In order to further assess the robustness of this structure, the team also performed short-term wafer RF stress tests at baseplate temperatures of up to 140 °C, which correspond to a channel temperature of more than 250 °C. The HEMT with the 3 nm-thick barrier was fully stable at a drain-source voltage of 20 V, but at 30 V significant degradation took place, causing the power-added efficiency to fall from 50 percent to 30 percent. The benefits wrought from reducing the barrier thickness from 4 nm to 3 nm may raise a few eyebrows, given that the critical thickness for an AlN layer grown on GaN is only about 1 nm. However, the team points out that this thickness can be increased to 2-3 nm with a “proper” in-situ cap. This leads to a lower defect density, allowing a HEMT with a 3 nm-thick barrier to withstand a higher electric field and elevated temperatures.
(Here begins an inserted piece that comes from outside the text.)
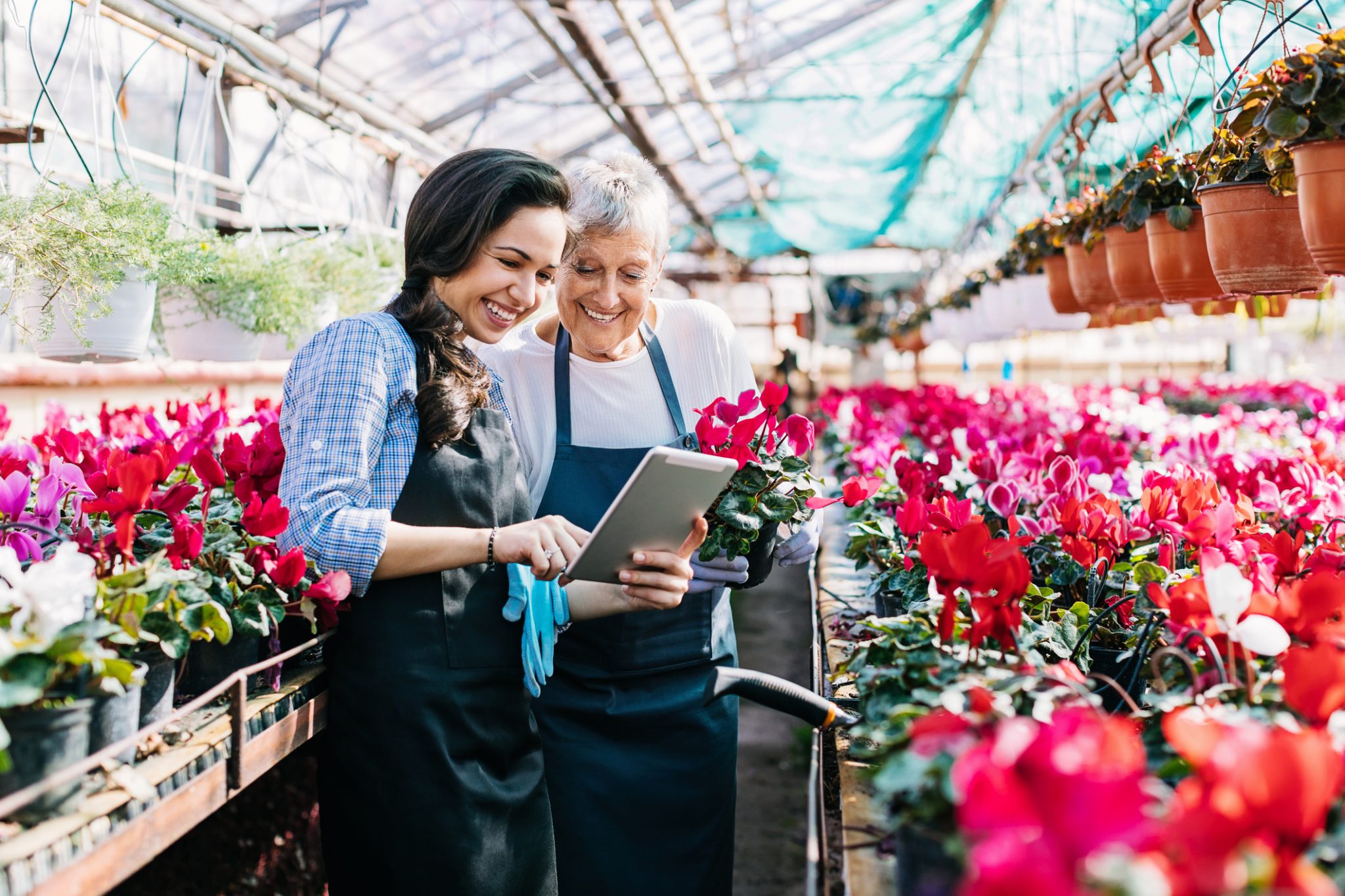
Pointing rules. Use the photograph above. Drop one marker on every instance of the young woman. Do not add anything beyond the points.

Kabouche revealed that one of the goals for the team is to investigate how the quality of the barrier varies with its thickness. The researchers are also planning to carry out additional on-wafer RF stress tests at 40 GHz, where they do not adjust the gate bias voltage before each step, so that they can observe the impact that this has on the output power density and power-added efficiency. Other intentions are to evaluate larger devices, such as those with dimensions of 4 x 50 µm and 6 x 50 µm, and benchmark other aluminium-rich ultrathin barriers, such as InAlGaN.

Progress by this team from IEMN, as well as that by researchers at Qorvo and the University of Padova, could be reported at next year’s International Reliability Physics Symposium. By then, hopefully the Covid-19 pandemic will be over, allowing experts in device reliability to meet at the Hyatt Regency in Monterey from 21-25 March 2021.